I remain in two minds about this. On one hand, like every old Bangalorean, I experience nostalgia for a city that once was. On the other hand, both my work as an urban researcher and my personal experiences tell me that bringing back the city of the past is foolishness. Indeed, there are many things about the new Bengaluru that I’m grateful for. There is less division between the old city and the cantonment with younger Bangaloreans caring less about such divides. Civic participation is growing, with more citizens taking active roles to better their neighbourhoods. The Metro has made people excited about public transport again. Ride-sharing apps mean that I need to worry less about being stranded in the city with no transport home. Newer large real estate projects have become smarter about their designs, trying to become more than just air conditioned glass boxes (they have, however, a long way to go before they become socially inclusive and eco-friendly spaces). Retreating into homogenous and exclusionary gated communities as a way to ‘escape the city’, while still common, is slowly being criticised.
Yet, my anxiety about what’s happening to Bengaluru doesn’t go away. This is largely because of how fleeting and impermanent everything feels. When the Bengaluru Metro opened the fantastic Rangoli Art Centre on M.G. Road, my first thought was “how long will this last, before some financial auditor labels this an unnecessary expense?”. The campaigns against the Airport Road’s Steel Flyover in 2016 were a fantastic demonstration of how citizens could get together to push for change. Yet, there is now the bigger challenge of elevated road corridors criss-crossing the city. Success stories of restored lakes have to deal with new challenges, such as waste dumping and wetland encroachment. Sometimes the pace of change can be overwhelming. Tree-felling is a good example, with trees that have stood for decades disappearing in hours. My work as an urban researcher requires me to keep track of all that’s happening in the city and I regularly battle waves of depression while trying to cope with everything.

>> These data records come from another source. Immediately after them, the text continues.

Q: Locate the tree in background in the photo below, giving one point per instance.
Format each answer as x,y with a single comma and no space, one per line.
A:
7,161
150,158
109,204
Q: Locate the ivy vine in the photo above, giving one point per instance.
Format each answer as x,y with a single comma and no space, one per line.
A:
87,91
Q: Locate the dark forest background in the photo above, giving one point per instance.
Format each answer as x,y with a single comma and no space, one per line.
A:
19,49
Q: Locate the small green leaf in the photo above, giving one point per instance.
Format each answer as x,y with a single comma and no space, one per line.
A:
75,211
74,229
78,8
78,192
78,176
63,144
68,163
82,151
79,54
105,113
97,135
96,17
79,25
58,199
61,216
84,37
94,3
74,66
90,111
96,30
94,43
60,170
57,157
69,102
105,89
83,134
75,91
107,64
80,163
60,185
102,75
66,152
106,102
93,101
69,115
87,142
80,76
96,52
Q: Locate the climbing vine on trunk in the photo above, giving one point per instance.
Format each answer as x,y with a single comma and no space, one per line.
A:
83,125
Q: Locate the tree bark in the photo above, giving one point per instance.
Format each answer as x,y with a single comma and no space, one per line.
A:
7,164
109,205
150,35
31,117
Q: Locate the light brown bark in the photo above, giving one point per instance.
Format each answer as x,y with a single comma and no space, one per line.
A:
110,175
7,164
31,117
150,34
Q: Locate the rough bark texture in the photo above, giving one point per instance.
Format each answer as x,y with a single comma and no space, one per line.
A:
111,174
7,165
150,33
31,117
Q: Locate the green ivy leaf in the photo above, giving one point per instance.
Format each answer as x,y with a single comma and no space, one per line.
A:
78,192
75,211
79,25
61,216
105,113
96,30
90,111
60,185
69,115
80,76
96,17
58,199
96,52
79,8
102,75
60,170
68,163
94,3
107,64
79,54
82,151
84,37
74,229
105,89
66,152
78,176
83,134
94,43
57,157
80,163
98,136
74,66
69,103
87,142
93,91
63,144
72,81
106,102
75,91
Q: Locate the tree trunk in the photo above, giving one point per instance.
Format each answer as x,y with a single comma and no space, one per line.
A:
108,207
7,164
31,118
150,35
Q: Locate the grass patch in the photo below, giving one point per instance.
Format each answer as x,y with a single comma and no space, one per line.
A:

However, I can’t afford to be naive either. My work and research show me how much of the current change in both Bengaluru and India is being driven by agricultural distress, economic displacement, jobless growth, lack of industry, and a global slowdown pushing excess capital into unhealthy sectors in search of returns. It’s possible that the current trend of breaking down old houses was prompted by a slowdown in selling larger township-scale projects, forcing some contractors to move to smaller sites in search of revenue. Construction remains an employment-heavy sector and in the absence of alternatives, we should acknowledge that construction provides jobs to people who cannot not find them elsewhere. Change has very real roots that one must deal with.
This is why, instead of just bemoaning change, it becomes necessary to understand its nature and yoke it to serve the goals we want to achieve. For instance, I no longer grumble about old buildings making way for new ones. Instead, I try and encourage people to consider new designs which would preserve existing greenery or make space for new trees. Instead of seeing lakes as a preservation of a rural or sylvan past, I now argue for seeing them as an alternative way of building urban public spaces (which, in fact, they are). I don’t claim these are magic bullets (nor should anyone else) and I continue to battle depression as I go about my work. Not everyone listens, not everyone cares. But it’s better to navigate a maze than to try and bulldoze through its bushes. Hopefully, once we find our way out, we’ll emerge more or less better than when we went in.